On 02/08/2021 12:20, Vladimir Oltean wrote:

On Mon, Aug 02, 2021 at 10:42:41AM +0300, Nikolay Aleksandrov wrote:

quoted

On 02/08/2021 02:17, Vladimir Oltean wrote:

quoted

Currently it is possible to add broken extern_learn FDB entries to the
bridge in two ways:

1. Entries pointing towards the bridge device that are not local/permanent:

ip link add br0 type bridge
bridge fdb add 00:01:02:03:04:05 dev br0 self extern_learn static

2. Entries pointing towards the bridge device or towards a port that
are marked as local/permanent, however the bridge does not process the
'permanent' bit in any way, therefore they are recorded as though they
aren't permanent:

ip link add br0 type bridge
bridge fdb add 00:01:02:03:04:05 dev br0 self extern_learn permanent

Since commit 52e4bec15546 ("net: bridge: switchdev: treat local FDBs the
same as entries towards the bridge"), these incorrect FDB entries can
even trigger NULL pointer dereferences inside the kernel.

This is because that commit made the assumption that all FDB entries
that are not local/permanent have a valid destination port. For context,
local / permanent FDB entries either have fdb->dst == NULL, and these
point towards the bridge device and are therefore local and not to be
used for forwarding, or have fdb->dst == a net_bridge_port structure
(but are to be treated in the same way, i.e. not for forwarding).

That assumption _is_ correct as long as things are working correctly in
the bridge driver, i.e. we cannot logically have fdb->dst == NULL under
any circumstance for FDB entries that are not local. However, the
extern_learn code path where FDB entries are managed by a user space
controller show that it is possible for the bridge kernel driver to
misinterpret the NUD flags of an entry transmitted by user space, and
end up having fdb->dst == NULL while not being a local entry. This is
invalid and should be rejected.

Before, the two commands listed above both crashed the kernel in this
check from br_switchdev_fdb_notify:

Not before 52e4bec15546 though, the check used to be:
struct net_device *dev = dst ? dst->dev : br->dev;

"Before", as in "before this patch, on net-next/linux-next".

We still need that check, more below.

quoted

which wouldn't crash. So the fixes tag below is incorrect, you could
add a weird extern learn entry, but it wouldn't crash the kernel.

:)

Is our only criterion whether a patch is buggy or not that it causes a
NULL pointer dereference inside the kernel?

I thought I'd mention the interaction with the net-next work for the
sake of being thorough, and because this is how the syzcaller caught it
by coincidence, but "kernel does not treat an FDB entry with the
'permanent' flag as permanent" is enough of a reason to submit this as a

Not exactly right, you may add it as permanent but it doesn't get "permanent" flag set.
The actual bug is that it points to the bridge device, e.g. null dst without the flag.

bug fix for the commit that I pointed to.
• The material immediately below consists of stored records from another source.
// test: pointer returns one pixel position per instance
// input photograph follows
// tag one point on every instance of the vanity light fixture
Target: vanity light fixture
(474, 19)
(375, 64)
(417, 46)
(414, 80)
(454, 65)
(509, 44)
Granted, I don't have any use
case with extern_learn, so probably your user space programs simply
don't add permanent FDB entries, but as this is the kernel UAPI, it
should nevertheless do whatever the user space is allowed to say. For a
permanent FDB entry, that behavior is to stop forwarding for that MAC
DA, and that behavior obviously was not taking place even before any
change in br_switchdev_fdb_notify(), or even with CONFIG_NET_SWITCHDEV=n.

Actually I believe there is still a bug in 52e4bec15546 even with this fix.
The flag can change after the dst has been read in br_switchdev_fdb_notify()
so in theory you could still do a null pointer dereference. fdb_notify()
can be called from a few places without locking. The code shouldn't dereference
the dst based on the flag.

I'm okay with this change due to the null dst without permanent flag fix, but
it doesn't fully fix the null pointer dereference.